This two-group pretest-posttest quasi-experimental study was done in 2013 on 40 patients, who had undergone CABG at Ali Ebn-e Abitaleb teaching hospital, Zahedan, Iran. Sampling was done purposively. Patients were included if they had undergone CABG one year to three months before the study, were aged 35 to 75 years, had been treated with a cardiopulmonary machine during CABG, had no previous history of cardiac surgeries or known mental disorders, received no anxiolytic or psychoanalytic agents, had not experienced any unusual postoperative stressful events (such as returning to the operating room), were able to understand and speak Persian, and lived in Sistan and Baluchistan province, Iran. Patients, who opted for withdrawing from the study, were excluded and replaced by other eligible patients. Initially, the aim of the study was fully explained to the participants and their written consent was secured. Then, they were randomly allocated to the experimental and the control groups.

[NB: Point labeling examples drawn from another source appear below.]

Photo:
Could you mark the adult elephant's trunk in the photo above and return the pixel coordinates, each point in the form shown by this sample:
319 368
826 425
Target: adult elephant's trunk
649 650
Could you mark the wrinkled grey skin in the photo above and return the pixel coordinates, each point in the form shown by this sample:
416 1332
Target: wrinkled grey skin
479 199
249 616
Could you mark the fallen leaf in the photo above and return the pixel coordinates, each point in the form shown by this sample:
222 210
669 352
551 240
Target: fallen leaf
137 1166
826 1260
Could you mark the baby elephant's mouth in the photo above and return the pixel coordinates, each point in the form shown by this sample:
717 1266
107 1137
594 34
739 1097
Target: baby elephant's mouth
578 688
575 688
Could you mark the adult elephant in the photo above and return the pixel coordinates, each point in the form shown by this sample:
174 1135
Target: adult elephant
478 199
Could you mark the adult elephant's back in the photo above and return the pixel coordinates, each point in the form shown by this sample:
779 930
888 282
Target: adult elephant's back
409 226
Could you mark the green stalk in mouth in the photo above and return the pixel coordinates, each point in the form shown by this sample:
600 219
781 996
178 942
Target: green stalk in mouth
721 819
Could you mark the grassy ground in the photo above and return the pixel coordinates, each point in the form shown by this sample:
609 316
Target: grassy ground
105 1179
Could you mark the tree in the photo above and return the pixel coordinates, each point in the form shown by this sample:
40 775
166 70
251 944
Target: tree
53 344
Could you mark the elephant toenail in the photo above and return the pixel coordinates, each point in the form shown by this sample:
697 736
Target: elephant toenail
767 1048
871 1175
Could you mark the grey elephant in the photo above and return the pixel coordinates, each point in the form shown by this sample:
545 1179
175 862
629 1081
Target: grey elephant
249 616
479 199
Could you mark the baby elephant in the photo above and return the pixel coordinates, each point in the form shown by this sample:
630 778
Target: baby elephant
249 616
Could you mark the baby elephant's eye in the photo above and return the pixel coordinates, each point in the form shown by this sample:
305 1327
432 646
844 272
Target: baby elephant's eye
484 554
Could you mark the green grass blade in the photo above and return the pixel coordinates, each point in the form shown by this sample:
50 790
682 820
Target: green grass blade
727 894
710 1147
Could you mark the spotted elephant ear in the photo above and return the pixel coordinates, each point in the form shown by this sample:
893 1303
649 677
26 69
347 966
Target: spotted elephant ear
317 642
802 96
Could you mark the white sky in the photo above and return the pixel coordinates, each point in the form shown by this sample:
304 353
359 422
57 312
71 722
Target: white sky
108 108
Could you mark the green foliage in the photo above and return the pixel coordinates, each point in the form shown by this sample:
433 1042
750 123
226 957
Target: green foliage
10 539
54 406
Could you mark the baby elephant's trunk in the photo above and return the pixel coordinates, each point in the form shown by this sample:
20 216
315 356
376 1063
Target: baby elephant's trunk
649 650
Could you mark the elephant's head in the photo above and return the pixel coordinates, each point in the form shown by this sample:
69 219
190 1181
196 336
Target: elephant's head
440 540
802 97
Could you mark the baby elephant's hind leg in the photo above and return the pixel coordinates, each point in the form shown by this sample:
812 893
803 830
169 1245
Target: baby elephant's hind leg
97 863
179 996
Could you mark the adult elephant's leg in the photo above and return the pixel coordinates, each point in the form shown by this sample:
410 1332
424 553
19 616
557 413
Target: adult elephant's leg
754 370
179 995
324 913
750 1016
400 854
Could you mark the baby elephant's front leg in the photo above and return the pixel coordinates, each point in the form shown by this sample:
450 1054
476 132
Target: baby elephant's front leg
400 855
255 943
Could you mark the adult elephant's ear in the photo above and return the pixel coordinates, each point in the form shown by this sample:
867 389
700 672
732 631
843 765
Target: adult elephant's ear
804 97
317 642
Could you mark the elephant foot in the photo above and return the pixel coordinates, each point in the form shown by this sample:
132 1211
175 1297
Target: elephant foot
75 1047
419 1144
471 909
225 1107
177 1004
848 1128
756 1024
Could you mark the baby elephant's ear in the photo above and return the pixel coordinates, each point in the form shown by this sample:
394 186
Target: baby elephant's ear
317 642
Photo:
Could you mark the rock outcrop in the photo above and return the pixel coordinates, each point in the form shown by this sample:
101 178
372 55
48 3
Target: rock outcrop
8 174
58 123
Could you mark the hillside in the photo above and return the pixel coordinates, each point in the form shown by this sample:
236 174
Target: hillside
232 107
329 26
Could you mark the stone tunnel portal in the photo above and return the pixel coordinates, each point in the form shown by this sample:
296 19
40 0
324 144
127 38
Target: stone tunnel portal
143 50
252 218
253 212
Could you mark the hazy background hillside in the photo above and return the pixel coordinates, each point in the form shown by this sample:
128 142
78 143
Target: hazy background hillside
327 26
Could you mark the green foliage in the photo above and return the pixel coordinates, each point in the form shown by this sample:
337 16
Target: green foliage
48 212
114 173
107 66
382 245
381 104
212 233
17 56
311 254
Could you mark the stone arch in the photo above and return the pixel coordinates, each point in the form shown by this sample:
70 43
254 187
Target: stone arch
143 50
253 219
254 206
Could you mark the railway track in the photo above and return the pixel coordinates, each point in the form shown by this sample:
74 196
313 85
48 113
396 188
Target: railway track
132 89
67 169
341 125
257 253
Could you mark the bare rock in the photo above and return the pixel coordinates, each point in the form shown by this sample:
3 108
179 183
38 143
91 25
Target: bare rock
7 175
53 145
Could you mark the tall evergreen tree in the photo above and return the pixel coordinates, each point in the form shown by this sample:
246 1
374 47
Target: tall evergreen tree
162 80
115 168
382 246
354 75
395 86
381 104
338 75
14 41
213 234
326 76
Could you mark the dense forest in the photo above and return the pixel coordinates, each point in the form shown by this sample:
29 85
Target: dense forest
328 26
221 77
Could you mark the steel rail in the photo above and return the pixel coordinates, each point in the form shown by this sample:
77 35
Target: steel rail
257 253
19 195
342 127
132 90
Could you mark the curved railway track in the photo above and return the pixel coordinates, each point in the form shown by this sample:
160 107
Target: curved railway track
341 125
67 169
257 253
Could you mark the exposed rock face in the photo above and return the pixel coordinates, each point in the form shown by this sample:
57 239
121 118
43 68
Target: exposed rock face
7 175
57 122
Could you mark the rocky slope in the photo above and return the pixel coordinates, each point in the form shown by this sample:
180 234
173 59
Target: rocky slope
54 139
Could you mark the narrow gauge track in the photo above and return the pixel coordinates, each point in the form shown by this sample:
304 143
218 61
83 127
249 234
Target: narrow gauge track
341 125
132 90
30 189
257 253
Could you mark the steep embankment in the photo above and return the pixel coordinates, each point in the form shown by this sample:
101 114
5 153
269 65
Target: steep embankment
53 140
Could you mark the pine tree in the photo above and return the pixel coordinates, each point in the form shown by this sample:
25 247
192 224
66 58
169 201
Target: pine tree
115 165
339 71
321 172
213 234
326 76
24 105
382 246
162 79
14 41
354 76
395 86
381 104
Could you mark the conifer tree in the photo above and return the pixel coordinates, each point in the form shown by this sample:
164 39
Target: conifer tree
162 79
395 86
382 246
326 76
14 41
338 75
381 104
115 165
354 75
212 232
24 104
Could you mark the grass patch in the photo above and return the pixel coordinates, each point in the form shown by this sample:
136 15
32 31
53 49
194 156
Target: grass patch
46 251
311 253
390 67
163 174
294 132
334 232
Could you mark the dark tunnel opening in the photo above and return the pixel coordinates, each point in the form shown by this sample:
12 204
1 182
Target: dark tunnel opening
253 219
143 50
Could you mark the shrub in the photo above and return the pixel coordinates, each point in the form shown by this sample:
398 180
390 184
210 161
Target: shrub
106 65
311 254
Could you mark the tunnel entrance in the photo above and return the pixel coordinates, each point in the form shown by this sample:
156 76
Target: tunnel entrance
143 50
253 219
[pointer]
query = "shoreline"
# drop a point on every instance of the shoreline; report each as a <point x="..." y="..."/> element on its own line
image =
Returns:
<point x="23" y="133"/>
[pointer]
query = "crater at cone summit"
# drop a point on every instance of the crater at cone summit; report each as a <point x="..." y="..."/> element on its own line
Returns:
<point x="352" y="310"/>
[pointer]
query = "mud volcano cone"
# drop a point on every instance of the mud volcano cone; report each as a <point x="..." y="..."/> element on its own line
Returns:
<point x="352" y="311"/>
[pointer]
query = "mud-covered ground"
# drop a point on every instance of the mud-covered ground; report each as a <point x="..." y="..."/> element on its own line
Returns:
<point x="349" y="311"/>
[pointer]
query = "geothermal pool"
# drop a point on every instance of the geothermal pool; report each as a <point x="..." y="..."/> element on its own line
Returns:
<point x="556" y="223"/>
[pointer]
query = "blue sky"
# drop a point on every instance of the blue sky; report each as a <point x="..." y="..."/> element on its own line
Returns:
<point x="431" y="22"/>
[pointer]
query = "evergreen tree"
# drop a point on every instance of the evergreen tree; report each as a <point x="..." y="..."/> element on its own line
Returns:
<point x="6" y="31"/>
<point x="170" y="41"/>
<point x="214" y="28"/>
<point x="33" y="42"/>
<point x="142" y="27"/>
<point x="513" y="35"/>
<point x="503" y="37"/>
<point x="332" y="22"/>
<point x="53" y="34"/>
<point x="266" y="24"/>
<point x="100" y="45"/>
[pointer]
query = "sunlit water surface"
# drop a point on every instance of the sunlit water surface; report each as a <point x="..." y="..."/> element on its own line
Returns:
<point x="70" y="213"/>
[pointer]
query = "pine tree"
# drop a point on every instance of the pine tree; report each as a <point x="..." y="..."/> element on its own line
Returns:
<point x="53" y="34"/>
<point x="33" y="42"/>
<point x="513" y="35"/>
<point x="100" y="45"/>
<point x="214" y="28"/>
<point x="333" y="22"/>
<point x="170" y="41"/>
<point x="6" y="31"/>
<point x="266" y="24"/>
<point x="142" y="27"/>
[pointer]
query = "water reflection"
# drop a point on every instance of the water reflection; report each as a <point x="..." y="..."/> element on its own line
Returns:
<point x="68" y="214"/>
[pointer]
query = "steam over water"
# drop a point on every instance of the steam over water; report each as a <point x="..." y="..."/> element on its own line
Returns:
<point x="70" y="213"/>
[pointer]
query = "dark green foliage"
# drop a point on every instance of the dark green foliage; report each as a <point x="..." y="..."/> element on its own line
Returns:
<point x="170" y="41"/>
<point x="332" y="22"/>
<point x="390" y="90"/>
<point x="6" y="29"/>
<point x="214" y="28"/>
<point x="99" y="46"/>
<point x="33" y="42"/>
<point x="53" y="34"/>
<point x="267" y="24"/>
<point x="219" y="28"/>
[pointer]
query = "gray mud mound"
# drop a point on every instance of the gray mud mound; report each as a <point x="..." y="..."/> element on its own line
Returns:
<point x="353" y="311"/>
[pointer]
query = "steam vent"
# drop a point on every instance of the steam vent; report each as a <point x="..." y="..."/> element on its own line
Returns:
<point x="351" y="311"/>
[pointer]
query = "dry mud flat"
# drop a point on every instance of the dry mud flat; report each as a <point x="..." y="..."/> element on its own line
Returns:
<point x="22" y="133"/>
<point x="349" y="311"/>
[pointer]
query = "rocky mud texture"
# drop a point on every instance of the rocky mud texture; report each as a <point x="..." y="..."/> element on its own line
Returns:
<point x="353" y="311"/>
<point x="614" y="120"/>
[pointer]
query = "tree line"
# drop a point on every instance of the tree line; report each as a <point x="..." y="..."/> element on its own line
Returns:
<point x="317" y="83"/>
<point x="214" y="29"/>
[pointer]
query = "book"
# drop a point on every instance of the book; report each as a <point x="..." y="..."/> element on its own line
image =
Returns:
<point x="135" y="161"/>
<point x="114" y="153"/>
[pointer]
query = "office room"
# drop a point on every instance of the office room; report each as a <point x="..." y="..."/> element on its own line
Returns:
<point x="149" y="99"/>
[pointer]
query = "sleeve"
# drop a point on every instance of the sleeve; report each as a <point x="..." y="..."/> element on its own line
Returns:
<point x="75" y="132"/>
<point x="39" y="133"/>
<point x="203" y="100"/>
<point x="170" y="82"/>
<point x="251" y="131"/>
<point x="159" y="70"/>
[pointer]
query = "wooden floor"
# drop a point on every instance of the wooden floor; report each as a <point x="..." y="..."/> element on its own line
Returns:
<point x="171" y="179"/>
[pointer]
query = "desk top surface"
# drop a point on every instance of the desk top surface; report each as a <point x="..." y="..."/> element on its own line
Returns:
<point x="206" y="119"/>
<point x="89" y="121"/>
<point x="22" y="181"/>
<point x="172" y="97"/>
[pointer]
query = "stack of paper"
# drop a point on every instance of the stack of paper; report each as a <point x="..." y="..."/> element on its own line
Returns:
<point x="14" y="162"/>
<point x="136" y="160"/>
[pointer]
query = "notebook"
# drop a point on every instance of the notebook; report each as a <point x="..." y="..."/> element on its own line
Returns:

The data collection tool consisted of a demographic questionnaire and the Persian version of short form 36 QOL questionnaire (SF-36). The American association of cardiovascular and pulmonary rehabilitation approved the use of SF-36 for QOL assessment. The SF-36 is the most commonly used and the most comprehensive standardized QOL assessment instrument. It comprises of 36 questions in eight main components including general health (six questions), physical health (ten questions), mental health (six items), social functioning (two questions), bodily pain (two questions), role limitations due to physical health (four questions), role limitations due to emotional problems (three questions), and vitality (three questions) (
21). This questionnaire has been trans-culturally adapted and validated for the Iranian context. Montazeri et al. (2006) developed and validated the Persian version of SF-36 and reported that it has satisfactory validity and reliability (
22). The questions of the SF-36 are scored on a five-point Likert-type scale from one to five (which stand for excellent, very good, good, relatively bad, and bad, respectively). The one to five metric scoring of each question was changed to 0 - 100 scoring and then, the scores of the questions were added together and divided by the total number of questions, therefore, scores of 0 and 100 represent the lowest and the highest possible level of each domain of SF-36 (
22).
Before implementing CR educational program, all patients in both study groups completed the demographic questionnaire and the SF-36. Data collection for patients with low literacy level was performed through interviewing them. Then, the CR educational program was implemented for the patients in the experimental group during six 1.5-hour sessions in three subsequent weeks, two sessions a week. Initially, patients’ educational needs were assessed and included in the educational program. The needs were mainly related to the improvement of QOL and the modification of risk factors. Education sessions were conducted by the first author and through adopting a lecture, question-and-answer, and group discussion teaching methods as well as using teaching aids such as pamphlets and booklets. Educational sessions were mainly related to the anatomy and physiology of the heart, the process of CABG, CVD etiology and risk factors, CVD prevention strategies, lifestyle modifications, prevention of CABG complications, post-CABG permitted level of physical and sexual activities, dietary regimen, medications, smoking, and travelling. In order to clarify any probable ambiguities and answer their questions, we kept contact with the participants by telephone during the study. The participants were asked to refer to the study setting one month after the intervention in order to recomplete the SF-36. As an ethical practice, we also provided the patients in the control group with the same educational sessions, which had been provided for their counterparts in the experimental group. Educations for the patients in the control group were provided in four sessions, which were held after the posttest. Moreover, they were provided with an educational pamphlet and booklet.
The study data were entered into the SPSS (v. 15.0) software. Descriptive statistics was used to describe the data while they were analyzed by running repeated measure analysis of variance (ANOVA), paired- and the independent-sample t, one-way ANOVA, and Tukey’s post-hoc statistical tests. The level of significance was set at 0.05.